The third drug is cisatracurium, a paralyzing drug to stop the inmate’s breathing, followed finally by potassium chloride, to induce cardiac arrest.
Fresenius Kabi contends that the cisatracurium and potassium chloride may have been its products. It also argued that the drugs may have been obtained illegally and that they may have been stored and handled inappropriately. The company asked Governor Ricketts for assurances that the drugs wouldn’t be used in Tuesday’s execution, but received none.
The state has refused to say where it obtained the drugs. A statement from the office of Nebraska Attorney General Doug Peterson said simply: “Nebraska’s lethal injection drugs were purchased lawfully and pursuant to the State of Nebraska’s duty to carry out lawful capital sentences.”
Initial witness reports have said nothing went awry in Moore’s execution. Executions proceeding according to protocol generally take 10 minutes, Robert Dunham, director of the Death Penalty Information Center (DPIC), told the World-Herald. However, Moore’s execution took 23 minutes, according to prison officials, which could indicate problems with the lethal injection.

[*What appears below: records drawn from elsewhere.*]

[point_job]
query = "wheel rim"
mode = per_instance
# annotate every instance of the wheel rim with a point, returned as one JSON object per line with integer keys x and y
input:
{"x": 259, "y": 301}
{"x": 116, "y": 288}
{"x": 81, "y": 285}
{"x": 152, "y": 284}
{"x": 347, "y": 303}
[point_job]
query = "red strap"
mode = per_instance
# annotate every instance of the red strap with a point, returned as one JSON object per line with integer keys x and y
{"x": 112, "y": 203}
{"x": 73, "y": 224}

If the IV team misses a vein and the drugs are injected into the inmate’s muscles, death can be prolonged and painful. If the inmate regains consciousness, the inmate can experience excruciating, burning pain. Death penalty opponents also warn that if the cisatracurium has paralyzed the inmate, but the person is still conscious and feeling pain, the inmate would be unable to indicate this was occurring.

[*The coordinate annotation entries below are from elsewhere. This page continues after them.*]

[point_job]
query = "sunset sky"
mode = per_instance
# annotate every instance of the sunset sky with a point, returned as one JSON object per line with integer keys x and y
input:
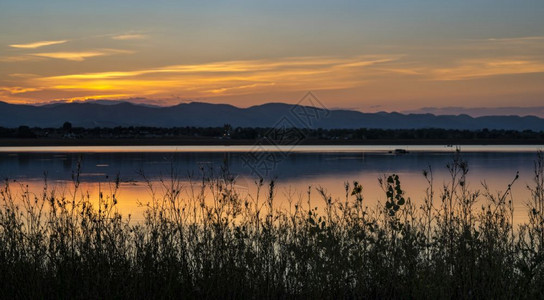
{"x": 365, "y": 55}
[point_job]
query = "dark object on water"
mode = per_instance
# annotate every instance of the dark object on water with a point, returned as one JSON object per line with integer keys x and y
{"x": 399, "y": 151}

In several executions in 2014, including in Oklahoma and Ohio, condemned inmates were victims of lethal injections in which the first drugs used did not adequately sedate them. On January 9 of that year, Oklahoma used a three-drug protocol including pentobarbital obtained from an unidentified compounding pharmacy in the execution of Michael Lee Wilson. During the execution, he cried out, “I feel my whole body burning,” an indication that the pentobarbital was not fully effective and he was suffering excruciating pain.
Before Tuesday, the most recent execution in Nebraska was in 1997, when Robert Williams was put to death in the electric chair. The state has carried out four executions since the US Supreme Court reinstated the death penalty in 1976. Between 1879 and 1976, Nebraska executed 34 inmates, according to the ESPY File, database of executions in the US. Before 1914, the executions were carried out by hanging, and between 1914 and 1997, electrocution was the method.
In 2015, state lawmakers voted to abolish the death penalty in Nebraska. Governor Ricketts, a Republican, then “helped finance a ballot drive to reinstate capital punishment after lawmakers overrode his veto,” the Associated Press reported. Ricketts “contributed $300,000 of his own money to a petition drive organized by several close associates to place the issue on the November 2016 general election ballot,” AP said. Nebraska voters approved the measure by a 61 percent majority.